Religion and morality needed to govern
I am responding to the letter by Lester Thornton in the March 7 paper. I disagree slightly with his statement that the Constitution grants us freedom from religion.
That is true in a narrow sense and he is correct in saying that the Constitution does not permit our government to coerce anyone to worship any specific religion and in fact does give us freedom from religion as in being an atheist if we choose.
It may be only a question of semantics, but I think there is an important distinction to be made.
While granting freedom of/from religion, the framers of the Constitution knew that morality was a necessary quality in the people for us to be a self-governing nation.
It is true that our nation is not a Christian theocracy, but it is historically accurate to say that our nation was founded by Christian believers on Christian principles.
In George Washington's farewell address to the nation at the end of his presidency, he wrote the following, "Of all the dispositions and habits which lead to political prosperity, religion and morality are indispensable supports.
"In vain would that man claim the tribute of patriotism, who should labor to subvert these great pillars of human happiness, these firmest props of the duties of men and citizens.
"The mere politician, equally with the pious man, ought to respect and to cherish them. A volume could not trace all their connections with private and public felicity.
"Let it simply be asked: Where is the security for property, for reputation, for life, if the sense of religious obligation desert the oaths which are the instruments of investigation in courts of justice?
"And let us with caution indulge the supposition that morality can be maintained without religion. Whatever may be conceded to the influence of refined education on minds of peculiar structure, reason and experience both forbid us to expect that national morality can prevail in exclusion of religious principle.
"It is substantially true that virtue and morality is a necessary spring of popular government. . . . . . Who that is a sincere friend to it can look with indifference upon attempts to shake the foundation of the fabric?"
Mid-letter Mr. Thornton writes the following, "Today, one party, in states where they govern both legislative bodies and hold the governor's position, is working hard to establish laws while they have power. These laws restrict certain behavior, based on a religious position, thus making some unable to 'practice' their faith."

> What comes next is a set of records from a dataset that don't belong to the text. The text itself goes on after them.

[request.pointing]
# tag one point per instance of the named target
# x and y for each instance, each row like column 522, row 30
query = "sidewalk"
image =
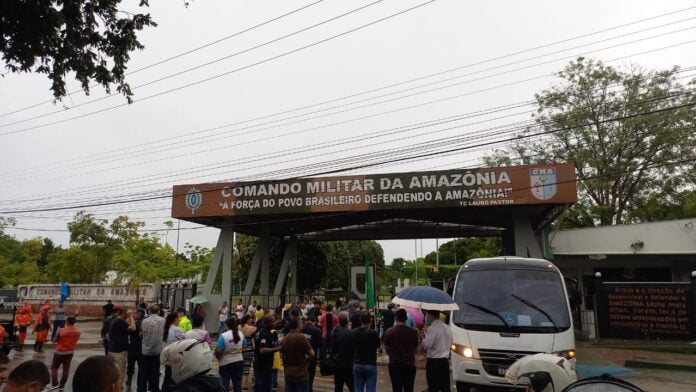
column 90, row 338
column 621, row 363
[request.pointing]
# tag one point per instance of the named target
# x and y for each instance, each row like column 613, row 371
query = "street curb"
column 659, row 365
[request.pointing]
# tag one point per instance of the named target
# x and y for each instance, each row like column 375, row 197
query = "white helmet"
column 542, row 372
column 187, row 358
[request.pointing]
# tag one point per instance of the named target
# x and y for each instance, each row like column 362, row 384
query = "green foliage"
column 321, row 265
column 462, row 249
column 98, row 246
column 92, row 39
column 620, row 165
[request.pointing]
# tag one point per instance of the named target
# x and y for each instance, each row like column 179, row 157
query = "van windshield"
column 523, row 301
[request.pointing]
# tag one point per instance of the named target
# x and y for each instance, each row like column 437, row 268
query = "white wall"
column 668, row 237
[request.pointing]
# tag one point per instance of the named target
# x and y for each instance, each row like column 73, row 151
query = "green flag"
column 369, row 289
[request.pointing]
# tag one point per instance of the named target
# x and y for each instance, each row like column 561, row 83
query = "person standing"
column 228, row 351
column 184, row 323
column 297, row 355
column 106, row 324
column 199, row 311
column 108, row 308
column 248, row 330
column 366, row 343
column 97, row 373
column 4, row 363
column 265, row 344
column 238, row 310
column 222, row 317
column 58, row 319
column 135, row 346
column 41, row 327
column 401, row 343
column 328, row 322
column 198, row 332
column 388, row 317
column 66, row 343
column 152, row 329
column 342, row 351
column 310, row 330
column 2, row 337
column 437, row 342
column 30, row 375
column 355, row 322
column 120, row 327
column 22, row 322
column 172, row 334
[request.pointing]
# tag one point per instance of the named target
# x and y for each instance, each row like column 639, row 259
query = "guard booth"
column 516, row 203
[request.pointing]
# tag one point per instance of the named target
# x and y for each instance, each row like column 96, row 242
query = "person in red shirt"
column 22, row 321
column 65, row 347
column 41, row 327
column 328, row 321
column 2, row 337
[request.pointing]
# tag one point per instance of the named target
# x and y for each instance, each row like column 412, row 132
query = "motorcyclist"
column 191, row 361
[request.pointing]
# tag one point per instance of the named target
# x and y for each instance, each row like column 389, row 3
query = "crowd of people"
column 343, row 341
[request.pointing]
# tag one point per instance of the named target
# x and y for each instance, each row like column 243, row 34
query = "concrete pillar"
column 261, row 262
column 223, row 255
column 527, row 244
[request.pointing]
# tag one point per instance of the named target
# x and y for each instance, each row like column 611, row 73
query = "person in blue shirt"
column 409, row 321
column 228, row 351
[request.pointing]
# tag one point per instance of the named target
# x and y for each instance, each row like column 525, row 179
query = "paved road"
column 649, row 380
column 321, row 384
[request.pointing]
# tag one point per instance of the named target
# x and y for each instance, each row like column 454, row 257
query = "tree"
column 465, row 249
column 620, row 164
column 91, row 38
column 320, row 264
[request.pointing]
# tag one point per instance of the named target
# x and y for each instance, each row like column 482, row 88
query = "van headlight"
column 567, row 354
column 462, row 350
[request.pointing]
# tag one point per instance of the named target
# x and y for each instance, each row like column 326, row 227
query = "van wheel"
column 463, row 387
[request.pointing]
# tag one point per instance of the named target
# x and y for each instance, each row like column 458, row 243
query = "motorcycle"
column 551, row 373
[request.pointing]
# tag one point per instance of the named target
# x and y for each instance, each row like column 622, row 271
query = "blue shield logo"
column 193, row 200
column 543, row 182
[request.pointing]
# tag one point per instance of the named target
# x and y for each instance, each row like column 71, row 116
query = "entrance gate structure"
column 515, row 203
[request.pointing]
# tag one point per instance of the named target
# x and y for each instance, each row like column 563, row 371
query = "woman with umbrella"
column 438, row 336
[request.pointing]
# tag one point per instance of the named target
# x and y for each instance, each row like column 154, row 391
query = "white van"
column 509, row 307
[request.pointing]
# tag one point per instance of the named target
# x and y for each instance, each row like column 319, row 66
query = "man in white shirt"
column 152, row 329
column 222, row 316
column 252, row 309
column 437, row 342
column 238, row 310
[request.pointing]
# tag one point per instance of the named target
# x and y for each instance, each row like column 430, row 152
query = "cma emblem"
column 543, row 181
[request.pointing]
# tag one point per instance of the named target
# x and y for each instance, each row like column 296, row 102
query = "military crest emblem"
column 193, row 200
column 543, row 182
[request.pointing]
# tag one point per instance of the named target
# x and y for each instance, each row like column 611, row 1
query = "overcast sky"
column 233, row 126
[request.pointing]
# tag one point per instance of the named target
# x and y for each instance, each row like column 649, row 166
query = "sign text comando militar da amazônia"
column 481, row 187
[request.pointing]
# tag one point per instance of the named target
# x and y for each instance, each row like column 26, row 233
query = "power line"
column 101, row 155
column 130, row 181
column 176, row 56
column 361, row 166
column 178, row 73
column 592, row 177
column 269, row 59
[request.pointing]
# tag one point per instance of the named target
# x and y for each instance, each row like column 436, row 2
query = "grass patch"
column 689, row 350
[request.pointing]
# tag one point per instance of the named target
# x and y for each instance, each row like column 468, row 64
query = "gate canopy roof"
column 445, row 204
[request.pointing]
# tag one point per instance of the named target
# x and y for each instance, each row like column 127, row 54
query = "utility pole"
column 415, row 257
column 437, row 254
column 178, row 231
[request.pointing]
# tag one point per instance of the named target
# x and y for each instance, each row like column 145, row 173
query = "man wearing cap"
column 437, row 342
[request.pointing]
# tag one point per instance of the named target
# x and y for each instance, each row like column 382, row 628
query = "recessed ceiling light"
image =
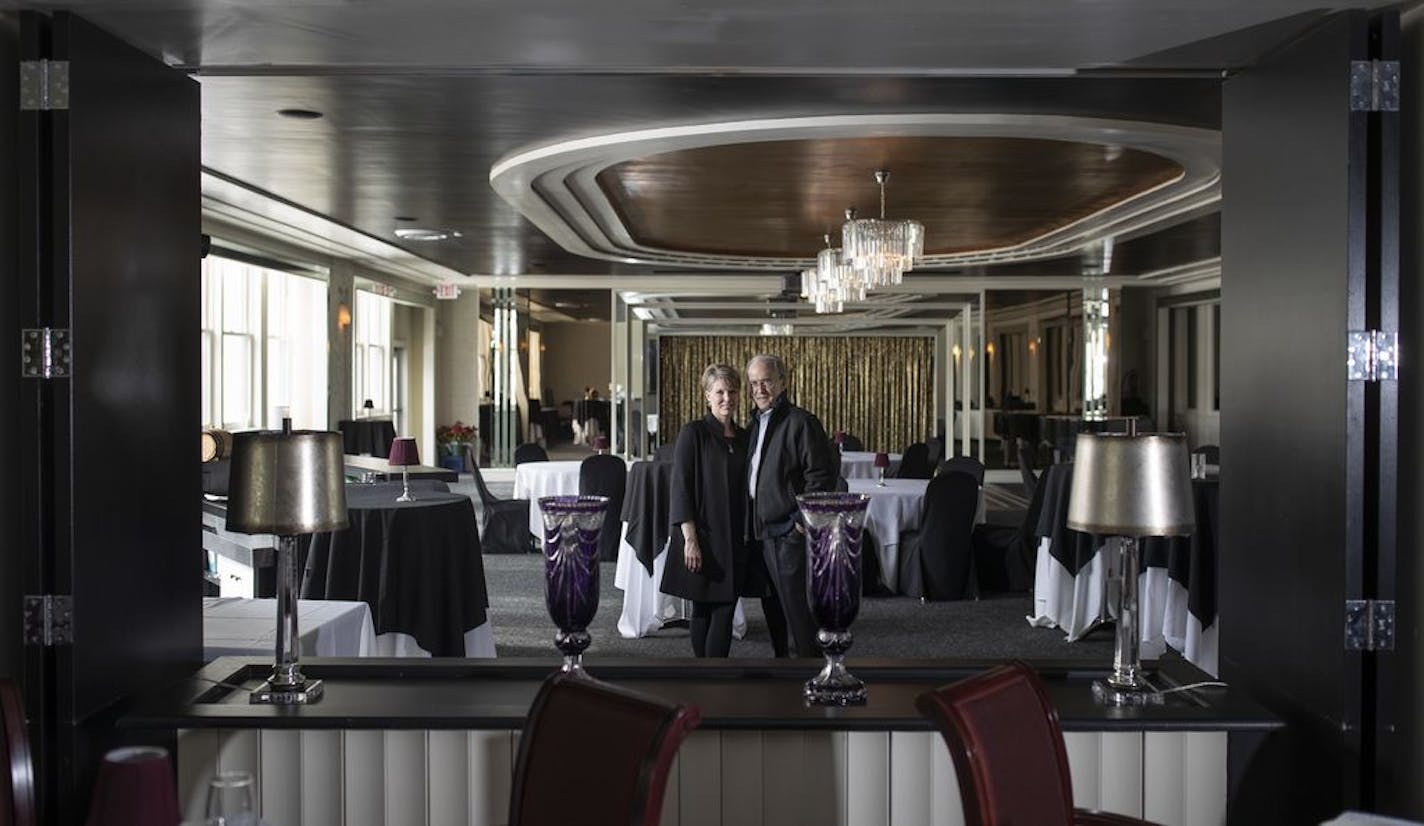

While he doesn't say which party he is writing about, I will assume he is referring to the Republican Party, since the Democrat Party is not typically known to concern itself with pushing religious principles.
So I would ask for a specific example of any state passing legislation that would make some unable to "practice" their faith.
Until I am shown an example of such legislation, I will remain skeptical of that claim.
Mr. Thornton also tells of a school in a southern state where a student of another faith was being held up for ridicule.
I wholeheartedly agree that this is morally wrong and counter to the culture of this country and should never be permitted, but I would point out the fact that this is merely an example of a bigoted person or group of people in that particular school and was not a government policy, an important distinction.